Further, the permanent magnets may be integrated as well as the case where the permanent magnets are arranged separately as in the present embodiment.

Further, in this embodiment, as a Faraday rotator (GdBi)
_Although it is limited to the case where ₃ (FeAlGa) ₅ O ₁₂ is used, another magnetic thin film or a structure using YIG may be used.

Further, in this embodiment, the wavelength λ ₀ used is 1310 nm, but the configuration of the optical isolator according to the present invention is not limited to the above wavelength, and 1310 nm ± 60 nm, 1550 nm ± 60 nm, or other wavelengths used. Needless to say, is also effective.

〔The invention's effect〕

As described above, according to the present invention, an optical isolator having good isolation temperature characteristics can be obtained.

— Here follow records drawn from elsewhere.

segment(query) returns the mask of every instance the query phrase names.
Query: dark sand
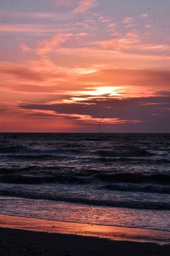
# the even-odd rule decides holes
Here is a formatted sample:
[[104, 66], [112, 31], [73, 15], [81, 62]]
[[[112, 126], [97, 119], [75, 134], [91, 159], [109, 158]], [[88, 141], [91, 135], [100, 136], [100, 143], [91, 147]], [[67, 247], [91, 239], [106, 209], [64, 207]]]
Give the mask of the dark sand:
[[0, 228], [0, 255], [164, 256], [170, 246], [74, 235]]
[[[55, 227], [51, 226], [51, 225], [54, 225], [54, 223], [56, 224]], [[42, 225], [40, 227], [40, 224]], [[61, 227], [60, 227], [60, 224]], [[0, 255], [2, 256], [143, 256], [147, 255], [151, 256], [166, 256], [169, 255], [170, 253], [170, 245], [161, 245], [154, 243], [123, 241], [121, 236], [121, 234], [119, 232], [116, 237], [116, 239], [119, 238], [122, 241], [88, 236], [87, 236], [94, 235], [93, 233], [91, 235], [90, 233], [84, 233], [85, 230], [87, 230], [88, 227], [90, 228], [90, 226], [91, 227], [91, 231], [95, 230], [97, 228], [96, 226], [98, 227], [99, 230], [100, 229], [103, 230], [105, 229], [105, 227], [107, 228], [106, 226], [88, 225], [3, 215], [0, 215], [0, 226], [3, 227], [0, 228]], [[5, 227], [13, 228], [7, 228]], [[54, 228], [52, 230], [51, 228], [53, 227]], [[68, 227], [70, 228], [69, 231], [68, 231]], [[73, 230], [74, 228], [75, 230], [72, 232], [73, 227]], [[80, 235], [81, 227], [82, 228], [82, 236], [70, 234], [75, 233], [76, 230], [79, 230], [79, 235]], [[23, 229], [17, 229], [17, 227]], [[125, 234], [128, 230], [131, 229], [133, 234], [134, 233], [134, 230], [139, 232], [139, 230], [141, 230], [141, 232], [143, 232], [143, 230], [139, 229], [111, 227], [113, 230], [115, 229], [115, 233], [116, 231], [122, 230], [122, 230], [124, 229]], [[26, 229], [38, 230], [39, 231], [23, 230]], [[40, 230], [45, 232], [40, 232]], [[68, 234], [60, 233], [62, 233], [62, 230], [63, 233], [67, 233]], [[144, 233], [146, 230], [143, 230]], [[49, 233], [49, 232], [54, 233]], [[57, 233], [57, 232], [60, 233]], [[152, 232], [154, 234], [155, 231], [148, 230], [148, 232], [151, 236]], [[158, 234], [159, 232], [158, 232]], [[122, 231], [121, 233], [123, 233]], [[161, 232], [160, 233], [162, 233]], [[119, 238], [119, 236], [120, 236]], [[101, 235], [100, 236], [101, 237]], [[111, 237], [110, 233], [109, 236]], [[131, 234], [130, 237], [131, 237]], [[167, 236], [166, 237], [167, 239], [168, 238]], [[115, 236], [113, 236], [113, 238], [115, 239]]]

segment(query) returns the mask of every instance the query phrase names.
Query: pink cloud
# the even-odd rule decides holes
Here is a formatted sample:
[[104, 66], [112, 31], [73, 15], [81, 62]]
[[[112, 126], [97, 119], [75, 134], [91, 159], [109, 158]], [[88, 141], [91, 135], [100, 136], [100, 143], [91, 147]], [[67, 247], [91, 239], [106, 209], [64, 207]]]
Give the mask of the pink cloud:
[[79, 2], [78, 6], [74, 9], [73, 12], [77, 13], [84, 12], [96, 6], [98, 3], [97, 0], [82, 0]]
[[136, 34], [135, 32], [130, 32], [127, 33], [126, 34], [126, 36], [128, 38], [135, 38], [138, 37], [139, 35], [137, 34]]
[[110, 43], [102, 42], [100, 44], [103, 49], [107, 49], [110, 48], [119, 47], [120, 46], [120, 42], [119, 40], [112, 40]]
[[20, 45], [20, 48], [24, 52], [29, 52], [31, 50], [30, 48], [26, 44], [21, 44]]
[[53, 6], [57, 7], [70, 7], [74, 3], [73, 0], [49, 0], [49, 2]]
[[37, 42], [38, 48], [36, 50], [36, 54], [41, 56], [46, 56], [54, 47], [60, 47], [62, 43], [65, 42], [72, 36], [73, 34], [63, 34], [60, 33], [51, 38], [45, 39]]
[[110, 20], [102, 20], [102, 22], [110, 22]]
[[127, 25], [126, 26], [125, 26], [125, 27], [127, 28], [130, 28], [130, 27], [133, 26], [135, 26], [135, 25], [134, 24], [130, 24], [130, 24], [128, 24], [128, 25]]
[[76, 35], [77, 36], [88, 36], [90, 35], [88, 33], [79, 33]]
[[103, 17], [103, 16], [101, 16], [99, 19], [98, 20], [104, 20], [104, 17]]
[[133, 21], [133, 19], [131, 17], [126, 17], [123, 19], [121, 23], [129, 23]]
[[117, 24], [116, 23], [110, 23], [108, 25], [108, 27], [109, 28], [114, 28], [117, 25]]
[[149, 15], [148, 14], [147, 14], [147, 13], [145, 13], [144, 14], [142, 14], [142, 15], [140, 15], [139, 17], [148, 17], [148, 16], [149, 16]]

[Brief description of drawings]

FIG. 1 is a conceptual diagram of a configuration example of an optical isolator according to the present invention, FIG. 2 is a correlation diagram between isolation and temperature characteristics of this embodiment and a conventional example, and FIG. 3 is a configuration of an optical isolator of a conventional example. is there. 1 ... Optical isolator, 2 ... Permanent magnet, 4 ... Magneto-optical element, 5 ... Polarizer, 6 ... Analyzer, 7 ... Laser diode, 8
...... Optical fiber, 9,13 ...... Permanent magnet, 10 ...... First polarizer, 11 ...... First analyzer, 12 ...... First magneto-optical element, 14
...... Second polarizer, 15 ・ ・ ・ Second analyzer, 16 ・ ・ ・ Second magneto-optical element, 17 ・ ・ ・ Laser diode, 18 ・ ・ ・ Optical fiber, 19 ・ ・ ・ First optical isolator, 20 ・ ・ ・… Second optical isolator.

Claims (2)

[Claims] 1. A first polarizer and a first analyzer, and a first polarizer arranged between the first polarizer and the first analyzer and having a Faraday rotation angle of 45 degrees with respect to a used wavelength λ0. A first optical isolator having a magneto-optical element, and a second optical isolator
And a second analyzer, and a second magneto-optical element that is disposed between the second polarizer and the second analyzer and has a Faraday rotation angle of 45 degrees with respect to the used wavelength λ0. Two optical isolators are arranged in series, and the plane of polarization of the first analyzer and the plane of polarization of the second polarizer are offset from each other by a necessary angle according to temperature. Optical isolator. 2. The optical isolator according to claim 1, wherein each of the first optical isolator and the second optical isolator has a cylindrical permanent magnet having a cylindrical hollow portion. In order along the axial direction of the cylindrical hollow portion,
The first and second polarizers, the magneto-optical element, and the analyzer are arranged in the hollow portion, and the respective end faces of the first and second polarizers, the magneto-optical element, and the analyzer are An optical isolator, which is arranged so as to be perpendicular to the axial direction of the hollow portion.